Ridiculously bombastic score that ranged from awesome to throw a shoe at the screen bad.

Keira Knightly has nearly nothing to do, but is worth it entirely for the face paint and the "Don't worry I won't let them rape you" line (which you'll note is "don't worry, I won't let them hurt you" in the TV ad). The line is great and the Lancelot does that little shrug and smirk thing in reply and you just heard the whole audience trying to decide if they wanted to get caught laughing at that (I had a audience full of dudes who had dragged their girlfriends to this as a date movie).

Got a Sky Captain and the World of Tomorrow preview. I despair of it being good, which is a shame, as it's totally in my stylistic sweet spot (and ooo, the pretty). Also, this ridiculous movie about the map on the back of the Declaration of Independence (National Treasure) -- man, that is going to be the most shameful fun, EVER.

Lately I've been going to films with other people a lot more than I normally do. I'd forgotten how much really valuable thinking I get done on the trips to and from films I see alone, nearly always regardless of the content.

I've been posting a lot lately about feeling not quite right, pretty much in all areas of my life. I've been missing pride and I've been missing power. It's just a small sliver of a thing, but I get so driven, I think only of the ambition, and not what I am, what makes me believe I am worthy of that ambition.
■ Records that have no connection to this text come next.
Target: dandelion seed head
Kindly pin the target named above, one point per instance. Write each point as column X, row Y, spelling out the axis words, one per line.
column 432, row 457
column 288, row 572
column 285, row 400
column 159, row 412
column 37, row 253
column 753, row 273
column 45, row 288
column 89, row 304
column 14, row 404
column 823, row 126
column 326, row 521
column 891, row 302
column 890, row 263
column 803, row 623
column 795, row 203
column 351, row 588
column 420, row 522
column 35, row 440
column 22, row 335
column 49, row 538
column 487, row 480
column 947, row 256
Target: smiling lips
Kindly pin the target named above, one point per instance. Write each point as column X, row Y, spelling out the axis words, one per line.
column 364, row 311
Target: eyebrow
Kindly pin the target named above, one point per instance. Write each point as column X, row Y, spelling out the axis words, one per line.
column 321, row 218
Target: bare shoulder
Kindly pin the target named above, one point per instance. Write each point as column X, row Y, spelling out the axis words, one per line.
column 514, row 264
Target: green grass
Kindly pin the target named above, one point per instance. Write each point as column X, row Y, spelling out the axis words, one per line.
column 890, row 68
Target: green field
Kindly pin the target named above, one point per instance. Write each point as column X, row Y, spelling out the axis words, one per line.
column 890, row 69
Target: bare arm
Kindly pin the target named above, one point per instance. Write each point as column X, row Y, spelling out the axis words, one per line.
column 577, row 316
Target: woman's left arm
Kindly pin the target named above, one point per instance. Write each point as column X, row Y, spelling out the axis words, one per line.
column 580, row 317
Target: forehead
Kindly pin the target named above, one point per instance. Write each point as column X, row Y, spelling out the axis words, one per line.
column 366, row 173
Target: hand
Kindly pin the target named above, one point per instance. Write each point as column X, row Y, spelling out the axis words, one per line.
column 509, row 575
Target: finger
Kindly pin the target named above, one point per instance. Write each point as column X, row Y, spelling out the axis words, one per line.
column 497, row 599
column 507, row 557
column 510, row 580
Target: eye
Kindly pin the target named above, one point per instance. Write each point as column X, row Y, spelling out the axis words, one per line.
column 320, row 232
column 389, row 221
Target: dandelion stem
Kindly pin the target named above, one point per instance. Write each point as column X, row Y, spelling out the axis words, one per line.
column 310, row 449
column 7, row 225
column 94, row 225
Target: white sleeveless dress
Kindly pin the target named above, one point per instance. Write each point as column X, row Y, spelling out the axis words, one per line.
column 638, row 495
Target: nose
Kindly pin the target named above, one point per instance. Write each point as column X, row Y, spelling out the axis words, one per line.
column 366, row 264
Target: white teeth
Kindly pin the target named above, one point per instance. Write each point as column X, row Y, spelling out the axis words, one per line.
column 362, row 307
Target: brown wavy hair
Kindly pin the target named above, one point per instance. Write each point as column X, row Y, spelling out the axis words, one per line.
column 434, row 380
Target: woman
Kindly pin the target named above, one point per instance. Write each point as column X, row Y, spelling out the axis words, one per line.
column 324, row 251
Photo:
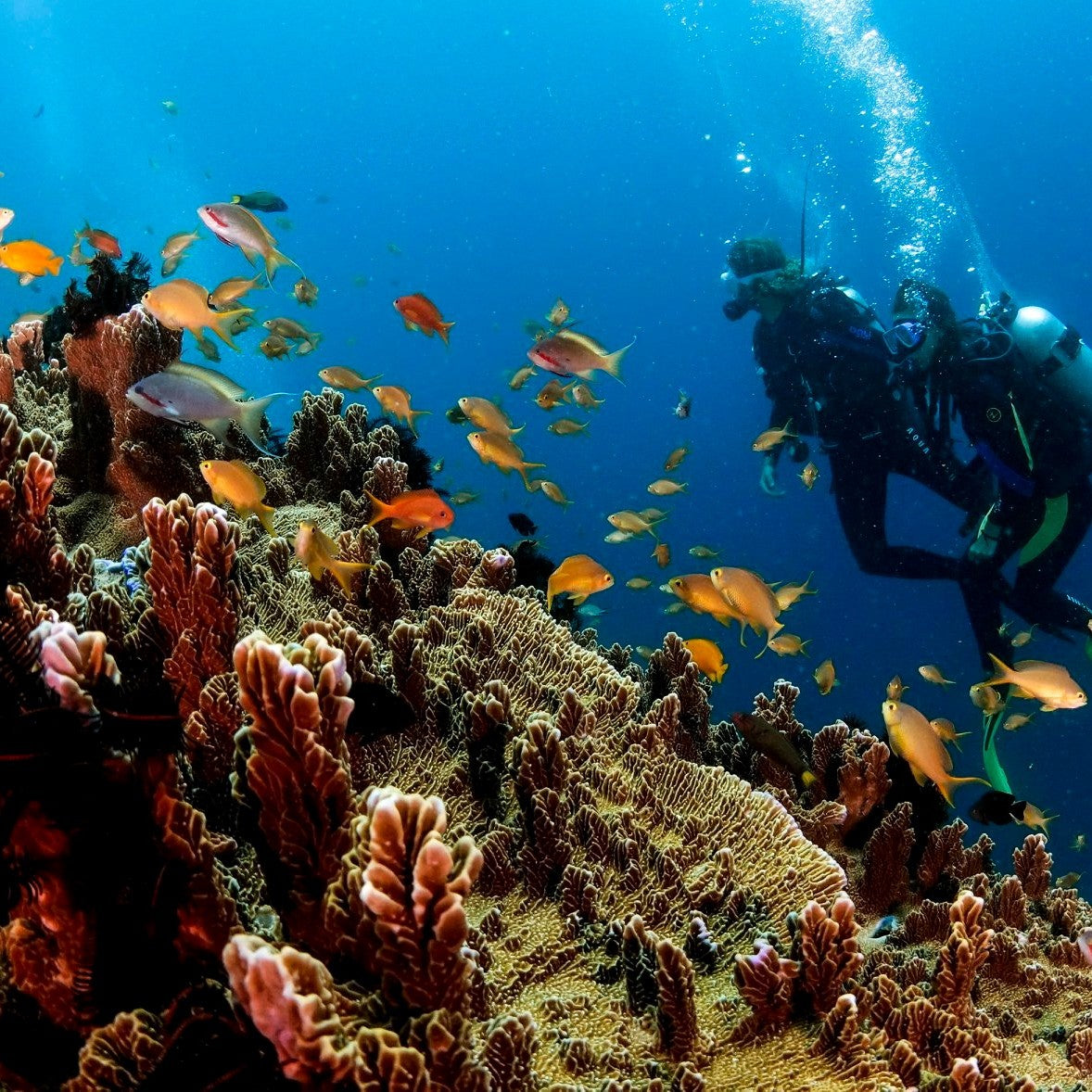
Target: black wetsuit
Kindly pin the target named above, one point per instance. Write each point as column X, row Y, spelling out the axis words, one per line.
column 824, row 366
column 1041, row 451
As bad as this film was, it's movies like that remind me to get it back, because for all its hideous miscalculations and just plain sloppiness, it worked hard to make you feel the way you want to feel when you see a movie about King Arthur, and in spite of itself, succeeded. I'm a very persnickety person, about _everything_, and it's good for me to remember the beauty of the broad strokes from time to time.
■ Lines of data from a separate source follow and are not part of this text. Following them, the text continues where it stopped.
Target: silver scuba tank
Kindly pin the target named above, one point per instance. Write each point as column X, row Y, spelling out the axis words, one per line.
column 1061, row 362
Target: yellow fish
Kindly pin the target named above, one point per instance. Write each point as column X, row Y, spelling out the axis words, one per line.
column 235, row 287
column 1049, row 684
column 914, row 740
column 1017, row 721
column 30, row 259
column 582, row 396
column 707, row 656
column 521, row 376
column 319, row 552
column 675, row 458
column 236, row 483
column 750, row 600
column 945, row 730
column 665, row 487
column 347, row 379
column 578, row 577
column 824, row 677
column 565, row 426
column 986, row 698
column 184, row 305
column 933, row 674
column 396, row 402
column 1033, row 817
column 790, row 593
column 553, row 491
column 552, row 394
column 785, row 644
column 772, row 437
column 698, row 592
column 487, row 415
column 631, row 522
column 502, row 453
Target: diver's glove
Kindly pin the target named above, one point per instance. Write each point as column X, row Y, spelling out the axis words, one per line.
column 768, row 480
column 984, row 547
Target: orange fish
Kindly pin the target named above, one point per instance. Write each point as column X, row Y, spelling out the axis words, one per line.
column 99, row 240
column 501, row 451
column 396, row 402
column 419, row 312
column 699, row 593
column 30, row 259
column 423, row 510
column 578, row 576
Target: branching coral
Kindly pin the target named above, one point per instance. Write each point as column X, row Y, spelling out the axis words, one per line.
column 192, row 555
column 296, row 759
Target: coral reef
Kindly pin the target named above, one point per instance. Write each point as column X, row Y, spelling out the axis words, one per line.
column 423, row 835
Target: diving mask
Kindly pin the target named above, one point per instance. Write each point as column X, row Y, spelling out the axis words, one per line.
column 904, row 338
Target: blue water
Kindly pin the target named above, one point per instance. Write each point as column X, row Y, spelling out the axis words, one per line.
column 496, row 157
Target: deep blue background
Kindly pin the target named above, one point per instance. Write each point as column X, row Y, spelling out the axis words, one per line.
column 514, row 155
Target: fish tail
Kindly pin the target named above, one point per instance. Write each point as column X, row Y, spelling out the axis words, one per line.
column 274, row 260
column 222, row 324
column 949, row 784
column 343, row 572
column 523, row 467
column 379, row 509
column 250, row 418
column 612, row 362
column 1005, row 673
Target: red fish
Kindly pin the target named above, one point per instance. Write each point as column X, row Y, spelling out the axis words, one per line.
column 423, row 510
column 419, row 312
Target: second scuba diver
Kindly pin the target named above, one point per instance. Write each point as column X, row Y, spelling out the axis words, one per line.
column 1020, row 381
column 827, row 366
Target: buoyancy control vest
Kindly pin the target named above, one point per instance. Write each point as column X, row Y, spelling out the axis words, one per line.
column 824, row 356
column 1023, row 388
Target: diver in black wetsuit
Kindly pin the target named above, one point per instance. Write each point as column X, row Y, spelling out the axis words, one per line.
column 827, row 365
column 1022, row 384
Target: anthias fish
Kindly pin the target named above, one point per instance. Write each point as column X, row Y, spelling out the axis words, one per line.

Now to get back to the fun crappy movie -- who has the good fic?
Because of a variety of things, I use all sorts of calculated rhetorical devices nearly constantly in my communications. As I've pointed out before, it is more effective to say "my mother never loved me" than "sometimes, I thought my mother never loved me." Also, I took Latin from a young age, and it taught similar things, and alliteration besides; it is perhaps the most singularly important thing I learned before the age of twenty.
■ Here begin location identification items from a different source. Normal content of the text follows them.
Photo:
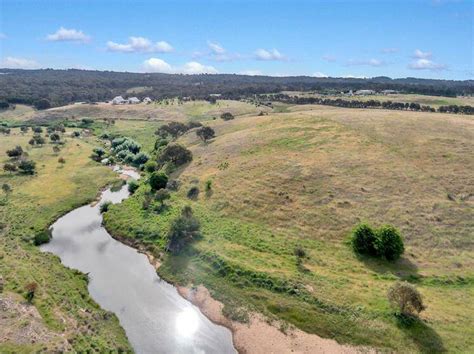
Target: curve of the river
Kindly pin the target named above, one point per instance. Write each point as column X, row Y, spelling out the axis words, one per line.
column 155, row 317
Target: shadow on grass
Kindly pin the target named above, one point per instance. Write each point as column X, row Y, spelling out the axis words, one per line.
column 423, row 336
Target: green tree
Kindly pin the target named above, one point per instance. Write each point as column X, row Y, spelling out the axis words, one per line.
column 363, row 240
column 389, row 243
column 205, row 133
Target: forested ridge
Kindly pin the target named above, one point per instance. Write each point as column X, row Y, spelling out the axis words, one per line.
column 61, row 87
The lead story on the local news tonight was that the government is trying to find a legal way to postpone the national elections in November. That they were trying to find a way to do this only if necessary, in the event of a terrorist attack, was a garbled footnote to the story, and while you and I can argue whether that's tactical journalism or not (and in most cases, that's something I'm going to be a lot more informed about than you are), this is significant, this is unprecedented, and this is frightening.

I am afraid, and this is not a rhetorical device.


Shortly after 9/11 I wrote a piece about Before, During and After, that was so heavy handed its appalled my artistic sensabilities ever since. But I'll tell you something, whatever happens on election day this year? That's when After begins. These last four insane years have been either a prelude or an intermission. Hopefully, as voters, we'll get to decide which.